Roff is correct, I have edited my post. I have used a rule of thumb of 3000uF/A of load, and recently found this formula and found it interesting.
I would assume that this formula is for a full wave rectifier.

 

[Speakerguy]

Simulators are better than a formula. Essentially because they are *lots* of formulas.

https://www.duncanamps.com/psud2/index.html

Best power supply designer I've found.

 

[Roff]

Roff is correct, I have edited my post. I have used a rule of thumb of 3000uF/A of load, and recently found this formula and found it interesting.
I would assume that this formula is for a full wave rectifier.

I'll try to explain the equation, and its shortcomings:
The capacitor charges through the rectifier until the sine wave peak passes. Then the diode becomes reverse-biased, and ceases to conduct. The capacitor then starts to discharge (assuming a constant current load) at the rate of v=I*t/C. At some point during the discharge, the voltage on the anode of the other diode in the rectifier becomes more positive than the load voltage, causing the cap to begin to charge again. If the discharge had proceeded for a complete half cycle (that's the "1/2F" term in the equation), the equation would be exact. However, as I said, the discharge ramp is terminated when the rectifier gets forward biased. As the ripple gets larger, this happens earlier in the half-cycle, causing the calculated error to be greater as the ripple increases.
Did that make sense?

 

[k7elp60]

I'll try to explain the equation, and its shortcomings:
The capacitor charges through the rectifier until the sine wave peak passes. Then the diode becomes reverse-biased, and ceases to conduct. The capacitor then starts to discharge (assuming a constant current load) at the rate of v=I*t/C. At some point during the discharge, the voltage on the anode of the other diode in the rectifier becomes more positive than the load voltage, causing the cap to begin to charge again. If the discharge had proceeded for a complete half cycle (that's the "1/2F" term in the equation), the equation would be exact. However, as I said, the discharge ramp is terminated when the rectifier gets forward biased. As the ripple gets larger, this happens earlier in the half-cycle, causing the calculated error to be greater as the ripple increases.
Did that make sense?

Thanks Roff, I understand what you are saying.

 

[Hero999]

Hey,

When converting form AC to DC through a rectifier-bridge, is't nessasary to use a cap to reduse the ripple, right, I'm wonder how big does it have to be? are there a formula? its up to the load right? And do I also need some filters to remove unwanted noise?

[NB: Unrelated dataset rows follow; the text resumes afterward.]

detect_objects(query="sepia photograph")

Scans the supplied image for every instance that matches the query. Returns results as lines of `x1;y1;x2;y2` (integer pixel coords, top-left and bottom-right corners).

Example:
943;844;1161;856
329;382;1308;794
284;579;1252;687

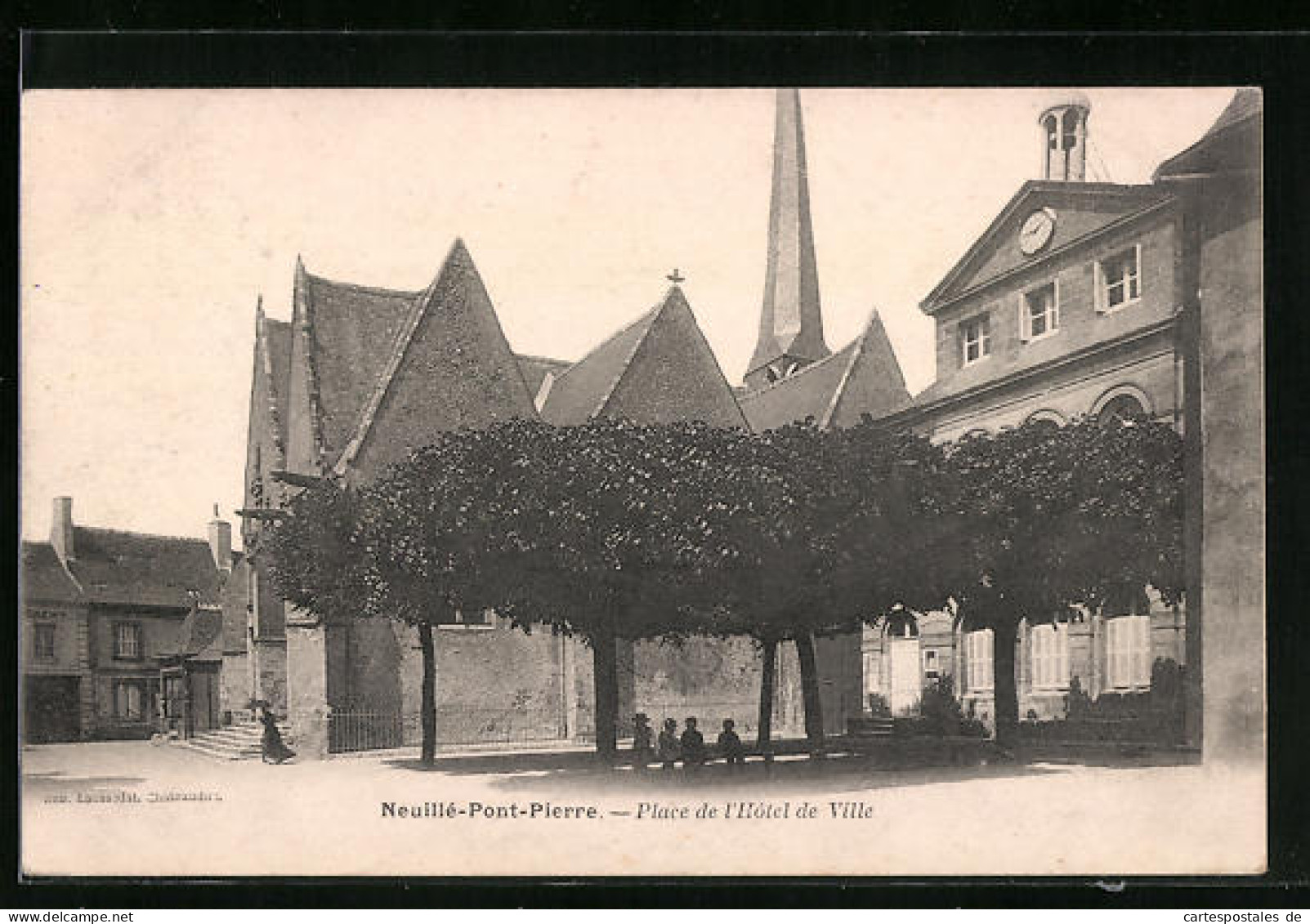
15;85;1268;880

And the dc voltage is the AC peak?! so 24VAC is about 31VDC?

johannes

It depends on what you're powering.

A DC motor doesn't need a filtering capacitor.

A regulator does and it needs to be large enough to ensure the voltage does not drop below the lowest input voltage required for it to regulate properly.

 

[quixotron]

I thought you were referring to the rock band.